Veritas

Inspiration

The global clinical trials market is worth over $80 billion. A single failed Phase III trial costs around $350 million. And an estimated 4% of trial volunteers are "professional patients" who fabricate or exaggerate symptoms for compensation. In some fields, a Nature investigation found that up to one quarter of clinical trials may be problematic or entirely fabricated.

This isn't abstract. A Harvard research team caught ten fake HIV patients in their trial. People were wearing wigs on video calls to avoid being recognized from previous sign-ups. A separate Alzheimer's study lost 40% of its data to participants who didn't have Alzheimer's. Years of drug development, gone.

We spoke with the department chair of nursing at UCSF. The best fraud prevention tool available to researchers today is an attention check question: "Select Strongly Agree to prove you're reading this." That's what stands between a clinical trial and garbage data. It's trivially bottable.

We built something better.

What it does

Veritas is a clinical research platform that combines cryptographic proof-of-personhood with ML-powered response quality scoring to give researchers clean, trustworthy data.

It works in three layers:

Identity. Before answering a single question, participants verify through World ID, which uses iris biometrics to cryptographically prove you're a unique human. Different email, different device, VPN, none of it matters. You cannot enroll twice.

Intelligence. Every response is scored across multiple quality dimensions by our ML pipeline. Researchers see per-participant integrity scores, flagged contradictions, timing anomalies, and cross-response similarity analysis, all from a six-tab analytics dashboard.

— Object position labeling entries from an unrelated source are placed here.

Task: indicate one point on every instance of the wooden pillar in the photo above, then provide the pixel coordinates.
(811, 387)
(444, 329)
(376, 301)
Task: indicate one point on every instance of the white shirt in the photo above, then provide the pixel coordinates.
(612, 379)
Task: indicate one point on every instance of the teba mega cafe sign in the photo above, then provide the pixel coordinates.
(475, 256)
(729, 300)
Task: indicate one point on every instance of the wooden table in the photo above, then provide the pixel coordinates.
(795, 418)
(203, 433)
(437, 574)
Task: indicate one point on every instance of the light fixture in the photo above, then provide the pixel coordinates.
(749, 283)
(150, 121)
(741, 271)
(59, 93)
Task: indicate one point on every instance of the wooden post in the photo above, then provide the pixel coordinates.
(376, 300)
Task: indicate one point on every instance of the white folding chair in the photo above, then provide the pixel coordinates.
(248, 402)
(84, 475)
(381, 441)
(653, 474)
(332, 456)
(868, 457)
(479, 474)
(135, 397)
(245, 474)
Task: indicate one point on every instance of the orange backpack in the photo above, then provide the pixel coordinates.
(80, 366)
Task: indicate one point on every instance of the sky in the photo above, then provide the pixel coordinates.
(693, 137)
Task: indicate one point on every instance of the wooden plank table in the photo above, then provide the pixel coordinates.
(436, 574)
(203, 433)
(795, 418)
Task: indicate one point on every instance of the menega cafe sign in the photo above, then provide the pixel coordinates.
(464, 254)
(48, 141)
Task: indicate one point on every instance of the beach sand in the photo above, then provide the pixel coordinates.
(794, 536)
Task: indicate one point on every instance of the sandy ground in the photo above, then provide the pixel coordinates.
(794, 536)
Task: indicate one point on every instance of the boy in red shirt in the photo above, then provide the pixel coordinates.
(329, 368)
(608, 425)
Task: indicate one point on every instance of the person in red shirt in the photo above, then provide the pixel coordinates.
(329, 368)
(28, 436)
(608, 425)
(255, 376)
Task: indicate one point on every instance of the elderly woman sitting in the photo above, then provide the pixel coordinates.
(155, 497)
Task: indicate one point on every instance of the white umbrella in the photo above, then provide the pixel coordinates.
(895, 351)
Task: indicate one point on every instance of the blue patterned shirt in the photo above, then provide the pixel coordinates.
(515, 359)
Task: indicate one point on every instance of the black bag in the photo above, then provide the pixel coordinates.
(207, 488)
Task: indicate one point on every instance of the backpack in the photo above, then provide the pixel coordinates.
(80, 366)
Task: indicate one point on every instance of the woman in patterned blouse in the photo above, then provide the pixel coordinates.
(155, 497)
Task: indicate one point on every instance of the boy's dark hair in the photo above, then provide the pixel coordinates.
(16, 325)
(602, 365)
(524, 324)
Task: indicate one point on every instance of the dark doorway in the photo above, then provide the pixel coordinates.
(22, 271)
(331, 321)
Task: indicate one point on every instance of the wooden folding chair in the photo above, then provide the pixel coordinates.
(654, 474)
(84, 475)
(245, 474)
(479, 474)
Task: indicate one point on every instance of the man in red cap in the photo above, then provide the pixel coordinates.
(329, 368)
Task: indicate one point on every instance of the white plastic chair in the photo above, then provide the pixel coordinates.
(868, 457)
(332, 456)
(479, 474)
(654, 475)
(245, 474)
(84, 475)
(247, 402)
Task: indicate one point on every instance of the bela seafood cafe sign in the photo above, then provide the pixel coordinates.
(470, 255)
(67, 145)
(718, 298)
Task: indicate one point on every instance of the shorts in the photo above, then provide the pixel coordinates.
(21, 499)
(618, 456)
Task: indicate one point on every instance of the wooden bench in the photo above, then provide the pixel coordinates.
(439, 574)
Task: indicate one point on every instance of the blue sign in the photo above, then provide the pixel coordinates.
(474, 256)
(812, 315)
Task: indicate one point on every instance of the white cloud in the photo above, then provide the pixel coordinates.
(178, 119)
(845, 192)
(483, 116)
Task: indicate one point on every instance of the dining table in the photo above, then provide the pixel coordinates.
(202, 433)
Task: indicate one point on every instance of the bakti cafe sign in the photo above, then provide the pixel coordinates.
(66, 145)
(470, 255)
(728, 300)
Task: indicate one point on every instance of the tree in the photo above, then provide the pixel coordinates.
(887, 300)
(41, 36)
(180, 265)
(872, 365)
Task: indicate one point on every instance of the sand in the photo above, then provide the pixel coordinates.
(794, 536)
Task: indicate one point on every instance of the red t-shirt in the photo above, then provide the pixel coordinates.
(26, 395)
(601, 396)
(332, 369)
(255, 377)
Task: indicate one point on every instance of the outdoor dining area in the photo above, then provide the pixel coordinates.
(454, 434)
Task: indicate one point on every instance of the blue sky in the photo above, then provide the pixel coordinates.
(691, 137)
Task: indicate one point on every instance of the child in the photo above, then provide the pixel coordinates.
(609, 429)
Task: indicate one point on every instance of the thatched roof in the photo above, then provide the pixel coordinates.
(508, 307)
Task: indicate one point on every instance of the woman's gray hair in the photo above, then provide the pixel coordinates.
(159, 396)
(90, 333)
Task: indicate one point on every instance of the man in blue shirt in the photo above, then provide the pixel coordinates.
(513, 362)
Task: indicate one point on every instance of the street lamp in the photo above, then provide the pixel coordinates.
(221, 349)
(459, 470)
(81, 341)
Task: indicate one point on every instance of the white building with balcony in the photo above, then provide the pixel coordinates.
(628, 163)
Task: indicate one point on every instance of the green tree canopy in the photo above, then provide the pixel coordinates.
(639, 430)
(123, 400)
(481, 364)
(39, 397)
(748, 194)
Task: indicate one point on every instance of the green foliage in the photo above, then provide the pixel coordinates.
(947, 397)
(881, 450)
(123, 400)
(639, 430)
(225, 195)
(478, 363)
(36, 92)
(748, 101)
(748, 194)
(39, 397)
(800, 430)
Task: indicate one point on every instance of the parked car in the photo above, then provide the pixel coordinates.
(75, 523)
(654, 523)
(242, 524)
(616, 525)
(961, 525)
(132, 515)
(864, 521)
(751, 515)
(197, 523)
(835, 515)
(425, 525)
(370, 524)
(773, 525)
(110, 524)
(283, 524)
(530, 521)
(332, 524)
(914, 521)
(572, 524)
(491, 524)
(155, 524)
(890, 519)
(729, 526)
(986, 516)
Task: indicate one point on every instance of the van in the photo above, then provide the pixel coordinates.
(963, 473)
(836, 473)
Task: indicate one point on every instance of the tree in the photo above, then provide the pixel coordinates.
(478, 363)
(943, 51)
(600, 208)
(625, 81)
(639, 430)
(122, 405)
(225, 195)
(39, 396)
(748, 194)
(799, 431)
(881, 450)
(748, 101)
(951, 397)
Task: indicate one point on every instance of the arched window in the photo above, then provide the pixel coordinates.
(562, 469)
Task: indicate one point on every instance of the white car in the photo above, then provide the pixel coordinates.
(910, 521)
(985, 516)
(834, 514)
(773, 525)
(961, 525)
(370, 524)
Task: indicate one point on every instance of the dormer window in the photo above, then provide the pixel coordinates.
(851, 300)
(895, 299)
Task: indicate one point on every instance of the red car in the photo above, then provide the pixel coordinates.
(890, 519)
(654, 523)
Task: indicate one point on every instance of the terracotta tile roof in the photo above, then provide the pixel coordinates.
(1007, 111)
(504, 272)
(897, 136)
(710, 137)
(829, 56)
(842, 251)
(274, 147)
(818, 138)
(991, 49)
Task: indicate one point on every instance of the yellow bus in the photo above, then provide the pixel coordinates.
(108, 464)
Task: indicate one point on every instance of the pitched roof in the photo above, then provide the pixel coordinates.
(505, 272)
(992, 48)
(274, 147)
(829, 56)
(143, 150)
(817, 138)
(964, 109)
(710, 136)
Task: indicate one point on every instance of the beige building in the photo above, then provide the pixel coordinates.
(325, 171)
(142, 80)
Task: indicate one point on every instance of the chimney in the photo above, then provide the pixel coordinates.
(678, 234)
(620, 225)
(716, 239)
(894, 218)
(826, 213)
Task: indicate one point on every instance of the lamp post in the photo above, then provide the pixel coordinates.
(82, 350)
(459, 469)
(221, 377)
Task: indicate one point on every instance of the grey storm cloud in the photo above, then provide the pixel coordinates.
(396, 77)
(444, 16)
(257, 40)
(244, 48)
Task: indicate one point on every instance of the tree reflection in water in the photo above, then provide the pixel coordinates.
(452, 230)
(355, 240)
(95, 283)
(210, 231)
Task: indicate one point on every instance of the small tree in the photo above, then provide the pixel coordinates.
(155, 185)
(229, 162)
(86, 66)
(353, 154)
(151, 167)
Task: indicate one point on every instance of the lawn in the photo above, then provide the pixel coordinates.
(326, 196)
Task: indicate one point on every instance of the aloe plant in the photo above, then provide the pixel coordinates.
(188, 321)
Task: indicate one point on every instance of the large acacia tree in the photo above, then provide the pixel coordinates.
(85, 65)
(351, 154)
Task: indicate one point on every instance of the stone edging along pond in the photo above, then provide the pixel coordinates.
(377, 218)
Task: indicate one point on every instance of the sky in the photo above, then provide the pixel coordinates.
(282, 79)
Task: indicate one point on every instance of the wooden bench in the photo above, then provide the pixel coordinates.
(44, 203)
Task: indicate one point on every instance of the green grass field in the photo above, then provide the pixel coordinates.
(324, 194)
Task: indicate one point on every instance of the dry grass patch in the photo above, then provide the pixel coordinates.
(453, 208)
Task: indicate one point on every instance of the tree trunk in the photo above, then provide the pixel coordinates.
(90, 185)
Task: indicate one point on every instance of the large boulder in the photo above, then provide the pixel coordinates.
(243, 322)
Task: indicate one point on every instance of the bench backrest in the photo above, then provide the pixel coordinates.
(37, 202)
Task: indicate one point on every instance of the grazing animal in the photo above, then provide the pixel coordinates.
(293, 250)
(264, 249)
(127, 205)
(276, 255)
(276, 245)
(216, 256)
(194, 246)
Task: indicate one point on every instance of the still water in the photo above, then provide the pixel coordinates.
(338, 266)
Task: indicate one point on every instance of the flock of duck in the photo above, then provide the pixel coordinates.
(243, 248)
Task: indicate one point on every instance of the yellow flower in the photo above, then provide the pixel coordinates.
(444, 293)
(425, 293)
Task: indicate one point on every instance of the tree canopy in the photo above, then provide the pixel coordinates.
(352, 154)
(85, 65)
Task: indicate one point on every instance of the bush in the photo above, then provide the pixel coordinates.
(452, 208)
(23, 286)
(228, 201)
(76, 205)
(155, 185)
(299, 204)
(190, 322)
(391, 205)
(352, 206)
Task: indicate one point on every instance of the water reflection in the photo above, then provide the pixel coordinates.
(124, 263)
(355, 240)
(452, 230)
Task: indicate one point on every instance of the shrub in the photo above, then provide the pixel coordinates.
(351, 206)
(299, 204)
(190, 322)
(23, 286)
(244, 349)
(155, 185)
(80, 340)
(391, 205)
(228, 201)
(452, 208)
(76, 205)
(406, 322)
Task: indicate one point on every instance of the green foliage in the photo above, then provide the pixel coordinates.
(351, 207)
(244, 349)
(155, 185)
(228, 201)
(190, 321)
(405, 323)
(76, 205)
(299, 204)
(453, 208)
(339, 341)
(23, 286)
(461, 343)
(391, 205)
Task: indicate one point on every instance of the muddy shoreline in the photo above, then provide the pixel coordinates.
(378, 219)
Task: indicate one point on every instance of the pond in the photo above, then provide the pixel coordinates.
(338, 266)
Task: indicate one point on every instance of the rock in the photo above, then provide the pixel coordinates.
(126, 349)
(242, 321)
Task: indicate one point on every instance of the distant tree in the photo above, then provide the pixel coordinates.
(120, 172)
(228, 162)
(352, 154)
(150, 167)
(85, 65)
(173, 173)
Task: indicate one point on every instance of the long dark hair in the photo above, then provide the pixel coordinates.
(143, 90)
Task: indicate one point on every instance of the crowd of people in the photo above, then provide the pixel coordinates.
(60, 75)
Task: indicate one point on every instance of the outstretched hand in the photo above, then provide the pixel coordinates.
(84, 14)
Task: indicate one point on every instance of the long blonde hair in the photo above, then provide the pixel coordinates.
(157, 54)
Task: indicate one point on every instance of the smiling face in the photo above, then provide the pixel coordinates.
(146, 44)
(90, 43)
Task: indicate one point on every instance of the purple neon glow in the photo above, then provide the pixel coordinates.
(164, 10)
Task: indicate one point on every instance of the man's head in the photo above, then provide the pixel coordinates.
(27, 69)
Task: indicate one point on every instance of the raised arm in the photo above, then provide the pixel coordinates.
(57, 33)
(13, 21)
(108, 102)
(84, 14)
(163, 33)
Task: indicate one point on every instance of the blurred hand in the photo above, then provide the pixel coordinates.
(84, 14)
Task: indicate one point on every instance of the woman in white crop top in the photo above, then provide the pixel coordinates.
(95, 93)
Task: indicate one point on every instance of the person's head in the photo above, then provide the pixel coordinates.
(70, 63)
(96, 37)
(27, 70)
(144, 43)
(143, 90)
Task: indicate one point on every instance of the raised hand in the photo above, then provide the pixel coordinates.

Experience. The platform also helps prevent bad data before it's collected. AI analyzes researcher questions before the study launches, suggesting specificity improvements and recommending reverse-scored questions. During the survey, participants get real-time nudges if a text response is vague or off-topic, with the option to revise.

How we built it

Stack: Next.js 14 (App Router), React 19, Tailwind CSS, shadcn/ui, PostgreSQL via Supabase (raw SQL), NextAuth.js, World ID IDKit, OpenAI GPT-4o, Pinecone vector database.

Scoring Pipeline

When a participant submits responses, our pipeline calculates a Combined Quality Score:

$$\text{Combined} = 0.5 \times \text{LLM Score} + 0.5 \times \text{Structured Score}$$

LLM Score: GPT-4o-mini evaluates every text response across four dimensions:

$$\text{LLM} = 0.30 \times \text{Coherence} + 0.25 \times \text{Effort} + 0.30 \times \text{Consistency} + 0.15 \times \text{Specificity}$$

Each dimension is scored from 0.0 to 1.0. Coherence measures whether the response logically addresses the question. Effort captures depth and thoughtfulness. Consistency checks for contradictions across answers. Specificity rewards concrete, personal detail over vague generalities.

Structured Score: Calculated from behavioral signals alone:

$$\text{Structured} = 0.60 \times \text{Response Time} + 0.40 \times \text{Reverse Consistency}$$

Response Time compares how long a participant spent on each question against a calculated expected minimum based on word count, question type, and number of options. Someone who answers a 50-word free-text question in under 3 seconds gets flagged.

Reverse Consistency uses question pairs that measure the same construct from opposite directions (e.g., "I feel energized" vs. "I feel exhausted"). If a participant rates both as "Strongly Agree," that's a contradiction, and it's weighted into their score.

Similarity Detection (RAG Pipeline)

For free-text responses, we embed each answer using text-embedding-3-small, store vectors in Pinecone, and retrieve the 5 nearest neighbors from other participants answering the same question. GPT-4o then scores semantic similarity from 0.0 to 1.0. If 70% or more of a participant's answers have 90%+ similarity to existing responses, the enrollment is flagged as potentially copied.

An enrollment is flagged if: Combined Score < 0.5 or the similarity threshold is triggered.

Challenges we ran into

The hardest design problem was making AI feel collaborative to the participant. Real-time validity nudges say things like "your answer seems vague, want to add more?" We iterated heavily on this tone so that honest participants feel guided, not interrogated.

Integrating World ID's proof-of-personhood into a clinical research context also meant thinking carefully about what we store. We keep only cryptographic nullifier hashes. No biometric data ever touches our servers.

Accomplishments that we're proud of

Clinical research fraud is a problem that is perfectly suited for proof-of-personhood technology. One person, one enrollment, enforced cryptographically. Pairing that with an ML quality pipeline means researchers get identity guarantees and data quality guarantees in one platform.

What we learned

Building for researchers taught us that good fraud detection should be invisible to participants. The scoring pipeline runs entirely post-submission. Participants experience a clean survey with occasional helpful nudges, and researchers get the full analytics breakdown on their end.

What's next

Longitudinal study support, multi-site trial coordination, and integration with existing research platforms like REDCap. We're also exploring on-chain verification receipts so participants can prove enrollment without revealing which study they're in.